Italia dispara el coste de la deuda y afronta vencimientos de 200.000 millones este año

Vende 1.750 millones a un interés del 2,3% frente al 0,56% anterior

La prima de riesgo cae 38 puntos básicos

Italia

La situación política de Italia continúa estancada, pero los inversores decidieron aflojar ayer la presión después de que el martes la deuda transalpina viviera su peor sesión en 25 años. Las rentabilidades pusieron freno a los ascensos y la prima de riesgo bajó 38 puntos básicos, hasta los 253 a la espera de conocer si el Movimiento 5 Estrellas y la Liga llegan a un acuerdo in extremis para formar Gobierno o si finalmente se convocan elecciones.

En plena tormenta por la crisis política, la tercera economía de la zona euro acudió ayer al mercado en busca de financiación. Si el martes fue el turno de las letras –pagó el interés más elevado desde 2013– ayer probaron suerte con deuda a medio y largo plazo. Italia levantó 1.750 millones en bonos a cinco años. El interés exigido alcanzó el 2,32% frente al 0,56% de la subasta anterior o el 2,27% al que cotizan los bonos con vencimiento en 2023 en el mercado secundario.
La misma tendencia se repitió para la referencia a 10 años. Italia captó 1.820 millones al 3%, interés que supone casi duplicar el coste de emisión de la pasada subasta. Por su parte, en el mercado secundario, la deuda con vencimiento en 2028 bajó ayer del 3,1% (máximos de mayo de 2014) al 2,97%.

A pesar de la inestabilidad que rodea al país, los inversores continúan mostrando apetito por la deuda, algo que tuvo su reflejo en la demanda, que alcanzó los 6.000 millones. “La buena subasta en Italia y la reacción favorable del mercado sugieren que las recientes turbulencias en los mercados tendrán su efecto impulsando una disminución del discurso euroescéptico en Italia y la amenaza de adopción de políticas poco ortodoxas”, afirma Joe Lovrics, responsable de Mercados de Capitales de Citi para España y Portugal. La crisis institucional que se ha abierto se convierte en una piedra en el zapato para su economía, que en los próximos siete meses afronta vencimientos por importe de 195.000 millones, siendo diciembre el mes más complicado (43.000 millones). En el conjunto del año, los vencimientos alcanzan los 333.000 millones. Para hacer frente a este escenario, el erario tiene programadas emisiones por importe de 187.000 millones de aquí a final de año, cuantía que se suma a los 198.000 emitidos hasta la fecha. Es decir, las colocaciones previstas para el conjunto del año alcanzan los 385.000 millones.
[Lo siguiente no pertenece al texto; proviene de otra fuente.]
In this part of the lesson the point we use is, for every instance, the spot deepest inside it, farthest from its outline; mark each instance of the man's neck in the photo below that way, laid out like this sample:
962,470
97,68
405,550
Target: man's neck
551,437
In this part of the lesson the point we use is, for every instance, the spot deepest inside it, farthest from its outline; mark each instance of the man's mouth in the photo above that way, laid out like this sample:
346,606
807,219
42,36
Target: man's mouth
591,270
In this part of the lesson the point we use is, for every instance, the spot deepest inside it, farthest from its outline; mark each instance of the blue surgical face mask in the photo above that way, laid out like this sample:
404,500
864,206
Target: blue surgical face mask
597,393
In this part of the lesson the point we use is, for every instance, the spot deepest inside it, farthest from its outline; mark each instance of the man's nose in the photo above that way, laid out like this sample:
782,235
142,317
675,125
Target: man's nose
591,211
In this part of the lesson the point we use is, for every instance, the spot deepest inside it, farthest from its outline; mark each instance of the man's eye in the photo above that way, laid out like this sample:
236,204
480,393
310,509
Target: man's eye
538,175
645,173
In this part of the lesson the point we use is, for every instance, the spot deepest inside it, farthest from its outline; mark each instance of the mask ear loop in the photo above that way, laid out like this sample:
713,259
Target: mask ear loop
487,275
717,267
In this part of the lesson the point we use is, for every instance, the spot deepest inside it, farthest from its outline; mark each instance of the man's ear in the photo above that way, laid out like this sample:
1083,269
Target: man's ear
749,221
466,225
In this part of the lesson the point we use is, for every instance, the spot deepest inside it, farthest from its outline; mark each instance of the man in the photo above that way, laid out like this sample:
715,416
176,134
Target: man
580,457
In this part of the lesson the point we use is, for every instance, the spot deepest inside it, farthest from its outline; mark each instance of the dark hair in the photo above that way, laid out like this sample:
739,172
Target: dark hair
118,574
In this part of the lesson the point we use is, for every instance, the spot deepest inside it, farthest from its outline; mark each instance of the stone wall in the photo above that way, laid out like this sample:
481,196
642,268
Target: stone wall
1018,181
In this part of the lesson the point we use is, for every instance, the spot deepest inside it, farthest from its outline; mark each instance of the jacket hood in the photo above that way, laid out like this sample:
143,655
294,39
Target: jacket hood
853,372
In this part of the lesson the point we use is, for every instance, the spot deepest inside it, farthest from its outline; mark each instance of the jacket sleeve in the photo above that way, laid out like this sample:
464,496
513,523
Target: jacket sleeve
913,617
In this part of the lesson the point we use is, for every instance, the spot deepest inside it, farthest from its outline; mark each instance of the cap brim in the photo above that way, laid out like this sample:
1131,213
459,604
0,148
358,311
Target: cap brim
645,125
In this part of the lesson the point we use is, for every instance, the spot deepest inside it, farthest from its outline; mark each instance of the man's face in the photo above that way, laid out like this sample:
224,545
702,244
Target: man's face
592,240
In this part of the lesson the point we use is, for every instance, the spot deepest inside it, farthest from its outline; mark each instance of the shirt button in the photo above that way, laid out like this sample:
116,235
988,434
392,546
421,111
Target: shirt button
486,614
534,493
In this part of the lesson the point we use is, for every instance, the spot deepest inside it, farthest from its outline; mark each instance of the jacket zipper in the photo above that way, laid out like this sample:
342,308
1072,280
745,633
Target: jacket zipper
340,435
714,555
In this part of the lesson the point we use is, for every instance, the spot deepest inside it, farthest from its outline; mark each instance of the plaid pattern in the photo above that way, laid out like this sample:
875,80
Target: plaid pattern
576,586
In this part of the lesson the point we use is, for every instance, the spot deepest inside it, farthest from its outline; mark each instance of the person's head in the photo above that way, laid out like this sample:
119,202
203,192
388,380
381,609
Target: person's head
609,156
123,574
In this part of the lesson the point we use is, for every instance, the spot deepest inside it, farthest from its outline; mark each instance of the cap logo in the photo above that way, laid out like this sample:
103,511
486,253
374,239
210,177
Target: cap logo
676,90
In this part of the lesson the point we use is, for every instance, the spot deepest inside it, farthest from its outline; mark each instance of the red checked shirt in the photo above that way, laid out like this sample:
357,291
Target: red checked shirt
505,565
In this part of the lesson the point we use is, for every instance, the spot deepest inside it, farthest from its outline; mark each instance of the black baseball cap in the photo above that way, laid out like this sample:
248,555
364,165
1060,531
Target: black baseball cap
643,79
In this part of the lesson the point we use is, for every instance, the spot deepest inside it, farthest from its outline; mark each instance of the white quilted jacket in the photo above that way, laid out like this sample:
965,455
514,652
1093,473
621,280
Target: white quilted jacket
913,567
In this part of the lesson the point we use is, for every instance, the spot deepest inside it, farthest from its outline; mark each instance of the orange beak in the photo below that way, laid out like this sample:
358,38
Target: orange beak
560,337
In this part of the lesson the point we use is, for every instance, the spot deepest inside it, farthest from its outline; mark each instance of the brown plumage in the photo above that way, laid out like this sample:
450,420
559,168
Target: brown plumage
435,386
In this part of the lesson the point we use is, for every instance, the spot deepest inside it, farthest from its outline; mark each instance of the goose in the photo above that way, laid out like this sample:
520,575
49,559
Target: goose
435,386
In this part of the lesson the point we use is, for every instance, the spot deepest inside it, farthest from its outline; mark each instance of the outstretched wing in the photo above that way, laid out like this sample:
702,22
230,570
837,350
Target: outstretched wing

Los expertos se muestran cautos y creen que los acontecimientos políticos tienen todavía un impacto moderado en el coste de financiación. La agencia DBRS y la gestora de renta fija Amundi apuntan al peso de los inversores domésticos (propietarios del 65% de la deuda en circulación incluyen las compras de deuda del BCE) como la principal fortaleza.

Al igual que España, Italia ha aprovechado el periodo de gracia concedido por el BCE para alargar la vida media de la deuda. Esta ha pasado de los 6,3 años de mediados de 2014 a los cerca de siete años registrados al cierre de 2017, lo que contribuye a relajar las necesidades de refinanciación. Además, como señalan desde la agencia de calificación “el coste promedio de la deuda en circulación ha caído del 4,4% que registró en 2012, a alrededor del 3,0% a finales de 2017, mientras que el coste de las nuevas emisiones baja al 0,62%, frente al 3,61% de 2011”.

Moody’s pone en revisión a 12 bancos italianos

El martes la agencia de calificación crediticia amenazó con degradar el rating de Italia (Baa2) si el nuevo Gobierno no reduce la deuda o no implementa reformas estructurales. Ayer fue el turno de los bancos. En concreto, Moody’s puso en revisión la nota de 12 entidades entre ellas Unicredit, Intesa SanPaolo y Mediobanca.

El BCE está vigilante a la situación del mercado y la crisis política en Italia, pero según fuentes consultadas por Reuters no ve razón para intervenir en este momento. Tres funcionarios de la institución consideraron que es demasiado pronto para evaluar si los indicadores muestran signos de estrés. Asimismo, reiteraron que no tenían las herramientas o el mandato para resolver cuestiones de índole política.